IBH Seminar: Barley Microbes – Their responses to perturbations & environmental gradients

When: Thu, 18 Apr 2024 14:00 – 15:30 BST

The International Barley Hub is pleased to announce the next in the 2024 series of seminars: ‘Barley Microbes: Their responses to perturbations & environmental gradients’ presented by Tancredi Caruso from University College Dublin.

Speakers bio:

Tancredi Caruso

Tancredi Caruso is Associate Professor of Ecology at University College Dublin. His research focuses on the processes that structure soil biodiversity in space and time and he has mostly worked on aboveground-belowground linkages, especially plants and soil biota, and the ecological networks they form, and how the networks respond to environmental change and perturbations.

Summary:

This talk presents the first results of the study of the rhizosphere microbiota of 10 genotypes of barley representative of various breeding histories (landraces, heritage cultivars, elite cultivars) with an emphasis on the network of associations formed by barley and microbes. The motivation for this study stems from the fact that rhizosphere microbiota is nowadays recognised to be central to agrobiology. We hypothesised that barley genotypes differ in how they recruit and interact with microbes in the rhizosphere and that those differences are related to how barley responds and recovers from perturbations such as flooding or heat stress.
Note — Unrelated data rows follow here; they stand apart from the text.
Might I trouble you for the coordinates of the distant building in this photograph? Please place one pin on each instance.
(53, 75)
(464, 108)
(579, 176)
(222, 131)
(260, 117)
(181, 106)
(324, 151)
Our first data suggest a core-periphery structure in which the main hub consists of a core microbiome shared by all genotypes but where the periphery is critical to how each genotype responds to perturbation (flooding for the data presented in the talk). I will highlight what is next in our project to broadly discuss the state-of-the-art and possible ways forward for a more comprehensive understanding of agroecosystem biodiversity in barley and more generally crops, including their microbial components.